Besonders hervorheben möchte ich Walters Schwager Hank Schrader (Dean Norris). Als Agent der DEA ist er „Heisenberg“ auf der Spur, also ohne es zu wissen der Gegenspieler Walter Whites. Und er schafft bei mir den Sinneswandel. Erst geht mir das kumpelhafte Großmaulgetue auf die Nerven, aber dann wünsch ich mir irgendwann, dass er gewinnen soll. Weil er eben den richtigen Riecher hat und eigentlich ne richtig coole Sau ist.

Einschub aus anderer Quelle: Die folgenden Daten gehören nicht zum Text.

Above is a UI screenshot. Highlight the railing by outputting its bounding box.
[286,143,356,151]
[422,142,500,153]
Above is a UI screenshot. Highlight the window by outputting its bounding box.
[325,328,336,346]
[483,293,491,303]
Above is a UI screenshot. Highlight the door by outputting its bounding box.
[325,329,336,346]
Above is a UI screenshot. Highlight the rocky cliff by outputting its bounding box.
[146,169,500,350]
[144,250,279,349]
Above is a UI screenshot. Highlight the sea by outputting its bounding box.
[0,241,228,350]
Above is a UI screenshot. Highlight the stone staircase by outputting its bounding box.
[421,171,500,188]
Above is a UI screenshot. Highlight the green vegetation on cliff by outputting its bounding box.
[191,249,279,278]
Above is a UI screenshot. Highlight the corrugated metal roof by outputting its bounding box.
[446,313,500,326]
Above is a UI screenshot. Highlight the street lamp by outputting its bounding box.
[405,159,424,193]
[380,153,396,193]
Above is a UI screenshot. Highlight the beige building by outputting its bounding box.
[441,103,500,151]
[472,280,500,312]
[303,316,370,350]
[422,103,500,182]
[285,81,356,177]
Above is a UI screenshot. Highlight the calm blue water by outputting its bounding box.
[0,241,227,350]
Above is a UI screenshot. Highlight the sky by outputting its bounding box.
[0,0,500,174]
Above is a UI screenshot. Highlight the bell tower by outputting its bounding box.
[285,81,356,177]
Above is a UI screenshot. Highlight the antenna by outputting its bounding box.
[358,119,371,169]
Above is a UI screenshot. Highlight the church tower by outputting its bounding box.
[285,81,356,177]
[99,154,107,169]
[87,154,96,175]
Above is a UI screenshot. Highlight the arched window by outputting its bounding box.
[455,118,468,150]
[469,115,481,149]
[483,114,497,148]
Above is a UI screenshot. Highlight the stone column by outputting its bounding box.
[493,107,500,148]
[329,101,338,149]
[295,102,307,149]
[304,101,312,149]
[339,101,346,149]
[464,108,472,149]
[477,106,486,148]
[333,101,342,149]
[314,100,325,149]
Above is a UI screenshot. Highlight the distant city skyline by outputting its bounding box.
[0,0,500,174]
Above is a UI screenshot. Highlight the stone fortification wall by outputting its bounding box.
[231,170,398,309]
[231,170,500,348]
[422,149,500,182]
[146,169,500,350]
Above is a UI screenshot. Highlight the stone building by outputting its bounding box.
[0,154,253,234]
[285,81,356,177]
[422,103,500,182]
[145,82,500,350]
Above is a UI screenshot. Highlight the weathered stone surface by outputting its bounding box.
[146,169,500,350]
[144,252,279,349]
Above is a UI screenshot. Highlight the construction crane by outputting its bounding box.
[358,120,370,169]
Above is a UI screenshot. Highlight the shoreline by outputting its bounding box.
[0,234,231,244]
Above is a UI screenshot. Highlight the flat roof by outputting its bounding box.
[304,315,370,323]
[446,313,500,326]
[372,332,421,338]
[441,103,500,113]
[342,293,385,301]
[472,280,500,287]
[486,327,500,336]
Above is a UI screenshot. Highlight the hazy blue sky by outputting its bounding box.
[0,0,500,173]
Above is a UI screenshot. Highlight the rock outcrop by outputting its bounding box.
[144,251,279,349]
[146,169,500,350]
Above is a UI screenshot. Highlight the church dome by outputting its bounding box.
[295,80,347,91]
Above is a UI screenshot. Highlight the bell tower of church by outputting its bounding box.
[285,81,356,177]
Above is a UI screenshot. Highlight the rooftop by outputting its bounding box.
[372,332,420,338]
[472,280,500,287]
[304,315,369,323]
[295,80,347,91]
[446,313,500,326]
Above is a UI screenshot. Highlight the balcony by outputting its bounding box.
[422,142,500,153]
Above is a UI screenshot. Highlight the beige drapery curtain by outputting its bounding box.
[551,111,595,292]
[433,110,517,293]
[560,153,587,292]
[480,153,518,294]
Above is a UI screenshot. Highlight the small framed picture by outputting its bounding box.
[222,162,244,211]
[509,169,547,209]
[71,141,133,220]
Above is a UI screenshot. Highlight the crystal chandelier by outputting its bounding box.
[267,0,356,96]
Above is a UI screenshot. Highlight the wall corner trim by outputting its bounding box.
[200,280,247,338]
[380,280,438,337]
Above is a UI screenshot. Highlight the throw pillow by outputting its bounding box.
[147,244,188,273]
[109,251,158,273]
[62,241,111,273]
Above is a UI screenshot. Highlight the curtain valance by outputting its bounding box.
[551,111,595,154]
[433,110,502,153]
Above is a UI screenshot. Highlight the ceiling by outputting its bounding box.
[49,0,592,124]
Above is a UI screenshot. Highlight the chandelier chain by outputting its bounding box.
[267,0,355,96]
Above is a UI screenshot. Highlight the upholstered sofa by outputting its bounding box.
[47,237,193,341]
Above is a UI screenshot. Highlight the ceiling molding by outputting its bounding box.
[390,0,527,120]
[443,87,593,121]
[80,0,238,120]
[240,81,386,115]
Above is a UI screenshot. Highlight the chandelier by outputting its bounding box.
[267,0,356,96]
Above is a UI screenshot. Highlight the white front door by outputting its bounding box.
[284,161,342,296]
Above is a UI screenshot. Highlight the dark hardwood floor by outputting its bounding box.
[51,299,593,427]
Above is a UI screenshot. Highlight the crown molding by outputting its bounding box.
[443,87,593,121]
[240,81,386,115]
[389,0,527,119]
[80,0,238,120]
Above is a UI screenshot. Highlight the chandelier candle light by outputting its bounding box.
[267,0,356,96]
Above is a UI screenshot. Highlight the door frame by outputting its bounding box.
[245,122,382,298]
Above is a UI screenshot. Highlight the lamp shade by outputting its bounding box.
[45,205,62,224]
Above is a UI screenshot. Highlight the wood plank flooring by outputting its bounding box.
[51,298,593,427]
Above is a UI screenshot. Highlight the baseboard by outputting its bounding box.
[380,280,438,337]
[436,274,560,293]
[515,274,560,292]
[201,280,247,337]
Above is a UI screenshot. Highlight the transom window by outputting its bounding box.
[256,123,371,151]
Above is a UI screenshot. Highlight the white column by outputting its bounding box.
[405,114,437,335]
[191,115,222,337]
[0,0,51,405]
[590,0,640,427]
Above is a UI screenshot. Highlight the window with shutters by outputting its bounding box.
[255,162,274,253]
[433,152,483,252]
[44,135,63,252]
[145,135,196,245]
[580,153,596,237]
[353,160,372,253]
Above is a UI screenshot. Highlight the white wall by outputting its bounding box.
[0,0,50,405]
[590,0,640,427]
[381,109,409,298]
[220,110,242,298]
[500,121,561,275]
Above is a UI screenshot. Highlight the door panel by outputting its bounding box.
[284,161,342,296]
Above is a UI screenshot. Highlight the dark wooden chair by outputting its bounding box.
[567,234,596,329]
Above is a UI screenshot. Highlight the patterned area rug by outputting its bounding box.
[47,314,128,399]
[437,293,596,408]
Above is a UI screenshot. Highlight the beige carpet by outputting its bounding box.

Dagegen könnte ich auf Schraders Ehefrau Marie, verkörpert von Betsy Brandt, echt verzichten: schrill, immer zu laut, zu selbstsicher, ohne bis zum Ende nachgedacht zu haben. Sie sagt den anderen, was richtig und falsch ist, beendet mit ihrem Urteil Debatten, weiß immer alles besser. Und das ist einfach nicht sympathisch, selbst wenn ihr moralischer Kompass einer der am besten funktionierenden in der ganzen Serie ist.
Es wird nie langweilig.
Und das ist ja wohl mal das Wichtigste an einer Fernsehserie: Dass ich immer wissen will, wie es weitergeht. Spätestens seit 24 braucht es ja immer wieder Twists in der Handlung, neue Impulse, unvorhergesehene Ereignisse. Die Figuren müssen überraschen. Und das haben sie immer wieder. „Neeee, das macht der jetzt nicht, oder?“ hab ich oft gedacht beim Schauen. Oder mich erschrocken. Genau so muss das.